Force niofs for fdt tmp file read access when flushing stored fields #129538

martijnvg · 2025-06-17T09:55:14Z

Due to the way how stored fields get flushed when index sorting is active, it is possible that we encounter significant page cache faults when memory is scarce. In order to mitigate some of the slowness around this, we're planning to no longer mmap the fdt temp file. Initially behind a feature flag, to check for unforeseen side effects.

Typically using always mmap directory is better compared to noifs directory given there is a sufficient memory available to the OS for filesystem caching. However when that isn't the case, then indexing performance can vary a lot (often very slow). This is more true for files tmp files that stored fields create during flushing. These files exist for only a brief moment to sort stored fields in the order of the configured index sorting and are then removed. If these tmp files are mmapped there is risk to trash file system cache.

This change only avoids using mmap for the fdt tmp file. This the file that actually contains the data and can large compared to other files that get flushed. The fdm (metadata) and fdi (stored field index) remain being mmapped.

(labelling as non-issue, until feature flag has been removed)

…fields and force direct io for checksuming fdt tmp file.

…n flushing stored fields

This reverts commit 81e0a39.

elasticsearchmachine · 2025-06-20T12:22:33Z

Hi @martijnvg, I've created a changelog YAML for you.

elasticsearchmachine · 2025-06-20T12:39:04Z

Pinging @elastic/es-storage-engine (Team:StorageEngine)

ChrisHegarty

Makes sense to me @martijnvg. LGTM

Longer term we should consider how to migrate to using the new IOContext Hints in 10.3, so as to avoid the fragile dependency on the file name.

martijnvg · 2025-06-20T13:52:59Z

Longer term we should consider how to migrate to using the new IOContext Hints in 10.3, so as to avoid the fragile dependency on the file name.

I will add a item on the roadmap for this.
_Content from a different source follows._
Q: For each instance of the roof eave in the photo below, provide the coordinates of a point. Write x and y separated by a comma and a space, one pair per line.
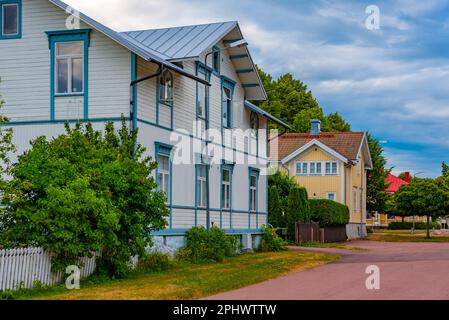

martijnvg · 2025-06-23T05:45:19Z

Running the elastic/logsdb track in logsdb mode with stored source without this change a as baseline and with the change as contender shows very good results overall:

|                                                Min Throughput |                             bulk-index |    972.745       |  1173.39        |     200.643       | docs/s |  +20.63% |
|                                               Mean Throughput |                             bulk-index |  18176.4         | 29977.2         |   11800.8         | docs/s |  +64.92% |
|                                             Median Throughput |                             bulk-index |  16603.4         | 30020.8         |   13417.4         | docs/s |  +80.81% |
|                                                Max Throughput |                             bulk-index |  30518.8         | 33777.2         |    3258.42        | docs/s |  +10.68% |
|                                       50th percentile latency |                             bulk-index |   1669.65        |  1798.24        |     128.593       |     ms |   +7.70% |
|                                       90th percentile latency |                             bulk-index |   3553.13        |  3048.81        |    -504.314       |     ms |  -14.19% |
|                                       99th percentile latency |                             bulk-index |  32530.3         |  5231.3         |  -27299           |     ms |  -83.92% |
|                                     99.9th percentile latency |                             bulk-index | 338651           | 10009.8         | -328641           |     ms |  -97.04% |
|                                    99.99th percentile latency |                             bulk-index |      1.39557e+06 | 14470.3         |      -1.3811e+06  |     ms |  -98.96% |
|                                      100th percentile latency |                             bulk-index |      2.57922e+06 | 21935.1         |      -2.55728e+06 |     ms |  -99.15% |
|                                  50th percentile service time |                             bulk-index |   1672.05        |  1788.15        |     116.102       |     ms |   +6.94% |
|                                  90th percentile service time |                             bulk-index |   3501.96        |  3052.43        |    -449.524       |     ms |  -12.84% |
|                                  99th percentile service time |                             bulk-index |  32819.8         |  5273.51        |  -27546.3         |     ms |  -83.93% |
|                                99.9th percentile service time |                             bulk-index | 338084           |  9954.16        | -328130           |     ms |  -97.06% |
|                               99.99th percentile service time |                             bulk-index |      1.35413e+06 | 14453.1         |      -1.33968e+06 |     ms |  -98.93% |
|                                 100th percentile service time |                             bulk-index |      2.57922e+06 | 21935.1         |      -2.55728e+06 |     ms |  -99.15% |
|                                                    error rate |                             bulk-index |      0           |     0           |       0           |      % |    0.00% |

In particular to ~80% improvement with median indexing and some latencies improving by ~99%.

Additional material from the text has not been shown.